ジュピターズ・ムーン (2017):映画短評
ジュピターズ・ムーン (2017)ライター3人の平均評価: 3.7
ヨーロッパの苦悩を解き放つ、詩的な空中浮遊に魅せられて。
本作の演出やフィルム撮影の質感は、もっと評価されなければいけない。シリア難民の青年がハンガリー国境警備隊の銃弾に倒れるが、直後に浮遊能力を身に付ける。彼を利用し金儲けを企む医師との逃走劇がメインだが、その存在の神秘性をめぐり、苦悩するヨーロッパの混沌が詩的に活写される。浮遊の奇跡は、クレーンや特殊なカメラリグ、ワイヤーを駆使して俳優の身体やカメラそのものを吊り上げ、ワンカットで撮影。『恋愛準決勝戦』由来のセットとカメラが大回転するアナログ特撮も効果的だ。移動撮影やカーチェイスの迫真性も素晴らしい。人間が浮く感覚を抒情的に体感させ、失われたはずの難民の魂が問いかける社会派SFの傑作である。

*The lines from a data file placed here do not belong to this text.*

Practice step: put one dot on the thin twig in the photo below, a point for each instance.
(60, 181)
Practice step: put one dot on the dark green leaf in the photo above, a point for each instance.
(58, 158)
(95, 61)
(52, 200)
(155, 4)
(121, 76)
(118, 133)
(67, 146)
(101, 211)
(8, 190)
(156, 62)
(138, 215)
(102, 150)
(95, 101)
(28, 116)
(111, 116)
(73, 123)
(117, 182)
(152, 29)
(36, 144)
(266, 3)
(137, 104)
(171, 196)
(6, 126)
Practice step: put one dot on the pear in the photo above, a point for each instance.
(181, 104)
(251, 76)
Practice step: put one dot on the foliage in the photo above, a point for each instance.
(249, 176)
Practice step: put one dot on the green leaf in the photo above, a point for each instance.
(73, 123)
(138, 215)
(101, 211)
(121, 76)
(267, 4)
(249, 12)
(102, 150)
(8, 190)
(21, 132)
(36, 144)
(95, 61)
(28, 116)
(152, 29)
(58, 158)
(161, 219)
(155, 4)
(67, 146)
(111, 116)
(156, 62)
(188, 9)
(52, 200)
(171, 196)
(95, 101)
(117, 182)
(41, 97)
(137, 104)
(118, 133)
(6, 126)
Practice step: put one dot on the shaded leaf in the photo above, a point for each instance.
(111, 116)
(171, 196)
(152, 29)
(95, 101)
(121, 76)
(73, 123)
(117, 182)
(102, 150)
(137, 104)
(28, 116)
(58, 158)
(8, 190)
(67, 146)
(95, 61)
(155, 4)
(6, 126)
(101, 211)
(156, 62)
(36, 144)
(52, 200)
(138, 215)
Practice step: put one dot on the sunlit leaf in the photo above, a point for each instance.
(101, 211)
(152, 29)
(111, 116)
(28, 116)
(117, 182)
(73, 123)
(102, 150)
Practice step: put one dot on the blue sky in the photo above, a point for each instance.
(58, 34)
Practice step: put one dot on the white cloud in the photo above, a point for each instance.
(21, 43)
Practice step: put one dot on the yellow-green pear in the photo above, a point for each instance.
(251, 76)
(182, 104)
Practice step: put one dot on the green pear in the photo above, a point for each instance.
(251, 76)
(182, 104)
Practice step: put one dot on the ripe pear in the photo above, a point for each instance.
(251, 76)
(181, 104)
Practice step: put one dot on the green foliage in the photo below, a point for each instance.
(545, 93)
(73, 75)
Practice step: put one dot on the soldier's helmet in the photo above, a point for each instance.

理解しがたい異質な相手や物事に対して、あなたならどうするか?
シリアから大量の難民が押し寄せるハンガリーで、国境警備隊に銃で撃たれた難民の少年が、空中を浮遊する不思議な力を身に付けてしまうというお話。で、それを利用して金稼ぎしようと考えたドクターが、やがて少年を守るために逃避行を繰り広げることとなる。
難民問題を通して現代の疲弊したヨーロッパの姿を捉えた作品だが、いわゆる社会派映画ともちょっと違う。少年の浮遊能力は宗教的な奇跡であると同時に、いわば自由の象徴でもあり、それゆえに人々は畏敬の念をもって空を見上げ、体制側はそれを危険視して捕らえようとする。にわかに理解できない異質な相手や物事を前にして、あなたならどうするか。そこが本作の核心だろう。
この浮遊感覚は、体験する価値がある
少年が空中に浮遊するとき、その感覚を体感させてくれる。しかもこの浮遊感は、斬新だ。身体が空中を移動する映画は数多いが、本作は周囲の重力を操ることで浮力を得るという設定で、さらに本人がまだ能力の使い方を手探りしている状態なので、空を飛ぶというより、水の中を手探りで泳ぐような感覚。重力の作用する方向が変化していくので、どちらが天でどちらが地なのか、判別がつかなくなる。こうした浮遊シーンが何度もあり、この感覚を体験するだけでも見る価値がある。木星の衛星、エウロパ=ヨーロッパを意味するタイトルで、移民の少年を描く寓話的物語だが、この浮遊感覚は、意識よりも深い部分に働きかけてくる。